Another central problem of being ‘missionless’ will inevitably arise – something must fill the gap that is left by the lack of analysis. With the current Scottish Government this has been an unhelpful combination of deference to lobbying, the crazy over-use of commissions and working groups and the inevitable resort to commercial consultants and ‘lines of least resistance’.
It is a universal truth of government that if you don’t know how to fix something you will quickly find that others claim they do. The outcome is not ‘leading change’ but ‘shopping from’ a pre-prepared menu of options assembled from the asks of vested interests.
These can be in direct contradiction to each other – the Scottish Government ‘shops for’ its rhetoric on the economy from the Wellbeing Alliance but its economic policy largely comes from lobbyists and financial insiders. It leads to the incoherent ‘wellbeing is the key, not growth – but the key to wellbeing is growth’.

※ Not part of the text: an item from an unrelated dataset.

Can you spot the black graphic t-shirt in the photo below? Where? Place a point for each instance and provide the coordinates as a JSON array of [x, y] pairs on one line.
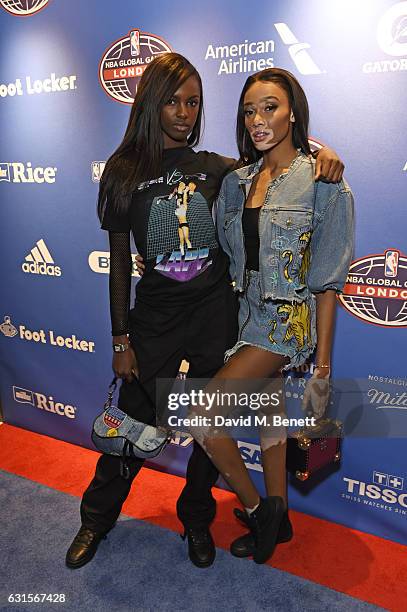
[[170, 217]]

If there is an intellectual vacuum in policy development, others must fill it. If it’s not lobbyists it is the civil service. The UK civil service is actually very effective at delivering the missions of governments irrespective of the political stance of the government, but it is not good at creating the mission itself. In that case it will default to ‘what we were already doing’.
Hence the reliance on outsourcing of policy advice – it is not really the civil service’s job to tell you how to run your policy programme, only to deliver it.
The overuse of working groups has similar problems. If a policy is led by the announcement and the content then has to be ‘retrofitted’, it is an easy solution to then dump that task onto a working group or commission. The problem is that these are then created for ‘balance’, which means everyone on the group is likely to come with their own, competing missions.
We can see this in the economic recovery report during the pandemic where the only things that could really be agreed were either fairly banal, abstractions about economic development theory and a smattering of ideas that could get past compromise-making. Had a group been tasked with a ‘recovery – but do it like this’ remit, the outcome would be different.
Nature abhors a vacuum – but so does policy. If there is no substance to the starting point of a new initiative it must gain that substance ‘on the way through’. But that simply means others are effectively then running government policy. It again creates stasis where the vacuum leads to default and incoherence where it is captured by a vested interest.
Put simply, if you don’t know why something is wrong you can’t fix it. A mission is a combination of knowing what you want to fix and how you can do it. Without that, there is no consistent spine to government.